IoT Edge Computing / Kubernetes / Machine Learning

Deploy Nvidia Triton Inference Server with MinIO as Model Store

3 Dec 2021 6:00am, by
Triton promotional image

This tutorial is the latest part of a series where we build an end-to-end stack to perform machine learning inference at the edge. In the previous part of this tutorial series, we installed the MinIO object storage service on SUSE Rancher’s RKE2 Kubernetes distribution. We will extend that use case further by deploying Nvidia Triton Inference Server that treats the MinIO tenant as a model store.

AI Inference cluster illustration

By the end of this tutorial, we will have a fully configured model server and registry ready for inference.

Step 1 — Populate the MinIO Model Store with Sample Models

Before deploying the model server, we need to have the model store or repository populated with a few models.

Start by cloning the Triton Inference Server GitHub repository.

git clone https://github.com/triton-inference-server/server.git

We will now run a shell script to download the models to the local filesystem, after which we will upload them to a MinIO bucket.

Run the ./fetch_models.sh script available at server/docs/examples directory.

Wait for all the models to get downloaded in the model_repository directory. It may take a few minutes, depending on your Internet connection.

Model repository

Let’s use the MinIO CLI to upload the models from the model_repository directory to the models bucket. The bucket was created within the model-registry tenant created in the last tutorial.

Run the command from the model_repository directory to copy the files to the bucket.

mc --insecure cp --recursive . model-registry/models

Check the uploads by visiting the MinIO Console. You should be able to see the directories copied to the models bucket.

Minio console for building models.

We are now ready to point NVIDIA Triton Inference Server to MinIO.

Step 2 — Deploy Triton Inference Server on RKE2

Triton expects Amazon S3 as the model store. To access the bucket, it needs a secret with the AWS credentials.

In our case, these credentials are essentially the MinIO tenant credentials saved from the last tutorial.
Create a namespace and the secret within that.

kubectl create ns model-server

kubectl create secret generic aws-credentials --from-literal=AWS_ACCESS_KEY_ID=admin --from-literal=AWS_SECRET_ACCESS_KEY=7c5c084d-9e8e-477b-9a2c-52bbf22db9af -n model-server

Don’t forget to replace the credentials with your values.

Now, create the deployment, service and apply them.
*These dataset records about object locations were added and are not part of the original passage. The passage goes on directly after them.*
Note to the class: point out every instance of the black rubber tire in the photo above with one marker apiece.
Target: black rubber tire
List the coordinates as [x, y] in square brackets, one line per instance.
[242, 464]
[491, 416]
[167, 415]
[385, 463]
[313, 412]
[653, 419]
kubectl apply -f triton-deploy.yaml
kubectl apply -f triton-service.yaml

kubectl get pods command

To make the Triton pod access Minio service, we fixed the certificate issue with the below command:

cp /var/run/secrets/kubernetes.io/serviceaccount/ca.crt /usr/local/share/ca-certificates && update-ca-certificates

We passed the MinIO bucket to Triton using the standard Amazon S3 convention – s3://https://minio.model-registry.svc.cluster.local:443/models/

Finally, check the logs of the Triton pod and make sure everything is working properly.

kubectl logs triton-59994bb95c-7hgt7 -n model-server

Kubectl command for fetching Triton logs.

If you see the above in the output, it means that Triton is able to download the models from the model store and serve them through the HTTP and gRPC endpoints.

Step 3 — Run Inference Client against Triton

Start by cloning the repo to get the code for inference.

cd https://github.com/triton-inference-server/client.git

cat <> requirements.txt
cat requirements.txt
pillow
numpy
attrdict
tritonclient
google-api-python-client
grpcio
geventhttpclient
boto3
EOF

pip3 install -r requirements.txt

Navigate to the client/src/python/examples directory and execute the following command


python3 image_client.py \
-u TRITON_HTTP_ENDPOINT \
-m inception_graphdef \
-s INCEPTION \
-x 1 \
-c 1 \
car.jpg

Replace TRITON_HTTP_ENDPOINT with the host and nodeport of the Triton service. Send an image of a car and you should see the below output:

Inference output.

The client has invoked the Trinton inference endpoint with a request to load the inception model already available in the model store. Triton has performed the inference and printed the labels based on the classification.

Congratulations! You have successfully deployed and configured the model server backed by a model store running at the edge.